Hard work drives intelligence to success

While intelligence enables people to get ahead in life, it is hard work that delivers them on the path of success, Governor General Sir Jerry Mateparae has said.

“Genius is less about inspired flashes of insight and more about hard work and perseverance,” he said addressing the winners of the ‘National School and Science and Technology Awards,’ also known as ‘Realise the Dream Awards’ at the Government House in Wellington recently.

The Awards acknowledge and celebrate New Zealand’s finest examples of science and research or technological development undertaken by secondary school students. The Award Scheme is an integral part of the celebration of science and technology excellence in the country.

‘Realise the Dream’ is the culmination of programmes and competitions including regional Science and Technology Fairs, EITTO Bright Sparks and Crest. Teachers nominate their students based on the excellence they achieve in their work.

Youth Awards

Sir Jerry said ‘Realise the Dream’ are national awards for the young researchers of tomorrow.

“All of you have carried out a remarkable amount of research. The diversity of projects and your ingenuity is outstanding.
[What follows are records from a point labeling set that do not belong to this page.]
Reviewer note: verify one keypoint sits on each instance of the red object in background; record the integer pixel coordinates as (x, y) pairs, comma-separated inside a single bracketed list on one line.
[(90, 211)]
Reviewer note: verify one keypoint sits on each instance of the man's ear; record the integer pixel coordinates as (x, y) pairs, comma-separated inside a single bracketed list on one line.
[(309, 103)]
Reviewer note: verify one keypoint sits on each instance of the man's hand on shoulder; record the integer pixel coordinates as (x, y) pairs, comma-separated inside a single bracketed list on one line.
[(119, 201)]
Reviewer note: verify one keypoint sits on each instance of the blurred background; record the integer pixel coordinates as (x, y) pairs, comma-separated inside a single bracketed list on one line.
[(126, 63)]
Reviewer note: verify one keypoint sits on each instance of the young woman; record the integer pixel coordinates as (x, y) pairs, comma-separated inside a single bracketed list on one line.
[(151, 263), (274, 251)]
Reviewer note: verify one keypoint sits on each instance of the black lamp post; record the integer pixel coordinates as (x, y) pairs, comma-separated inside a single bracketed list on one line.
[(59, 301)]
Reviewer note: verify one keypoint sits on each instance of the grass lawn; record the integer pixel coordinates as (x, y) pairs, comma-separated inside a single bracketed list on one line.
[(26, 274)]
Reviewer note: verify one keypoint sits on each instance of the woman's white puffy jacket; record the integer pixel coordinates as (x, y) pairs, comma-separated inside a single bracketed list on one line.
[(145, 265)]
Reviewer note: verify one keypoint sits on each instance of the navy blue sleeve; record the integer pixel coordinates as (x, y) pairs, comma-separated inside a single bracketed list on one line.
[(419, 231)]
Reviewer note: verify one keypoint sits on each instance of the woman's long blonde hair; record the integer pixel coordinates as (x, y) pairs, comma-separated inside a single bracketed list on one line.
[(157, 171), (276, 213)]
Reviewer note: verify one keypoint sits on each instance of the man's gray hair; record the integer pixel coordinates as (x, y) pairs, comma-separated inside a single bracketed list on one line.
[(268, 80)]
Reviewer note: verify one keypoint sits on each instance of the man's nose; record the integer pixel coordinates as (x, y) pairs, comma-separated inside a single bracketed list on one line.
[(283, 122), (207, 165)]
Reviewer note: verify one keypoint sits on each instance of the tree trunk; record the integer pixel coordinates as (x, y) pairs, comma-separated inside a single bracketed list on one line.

That some of your results are being investigated further by commercial partners or government agencies for potential real life application is evidence of the worth of your work,” he said.

Sir Jerry said he was sure that many participants and winners in the competition would have made personal discoveries about what it takes to succeed in science and life.
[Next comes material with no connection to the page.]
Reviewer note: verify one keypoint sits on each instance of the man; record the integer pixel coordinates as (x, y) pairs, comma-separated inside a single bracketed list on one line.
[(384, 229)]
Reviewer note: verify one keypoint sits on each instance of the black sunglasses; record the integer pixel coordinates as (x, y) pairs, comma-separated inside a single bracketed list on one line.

“Some might say that you are geniuses. Without doubt, you are intelligent, and yet there are many smart people in our world and not all of them have achieved in the way that you have. I am sure there would have been moments of intense frustration when initial plans or theories didn’t work as you had expected and had to be modified or re-worked,” he said.
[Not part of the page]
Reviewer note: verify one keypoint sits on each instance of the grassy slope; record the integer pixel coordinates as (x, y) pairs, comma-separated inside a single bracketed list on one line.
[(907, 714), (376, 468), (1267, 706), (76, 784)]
Among the winners was Shreya Handa, Year 13 student at Mt Roskill Grammar School in Auckland for her research of the effects of four parabens on the growth of melanoma cancer cells.

“I found that none of these parabens increased the growth of the cells, although there was an inhibitory growth in some trials. I therefore believe that for the present, cosmetics are safe to use,” she said.

The winners had opportunities to attend the annual New Zealand Science Fair, visit a number of places in North Island including Dairy NZ, Genesis Energy, Massey University, National Institute of Water and Atmospheric Research (NIWA) and the Liggins Institute.

“We were involved in a number of activities such as a challenging high ropes course at the Outdoor Pursuits Centre in Taupo and Bridge Walk at the Auckland Harbour,” Shreya said.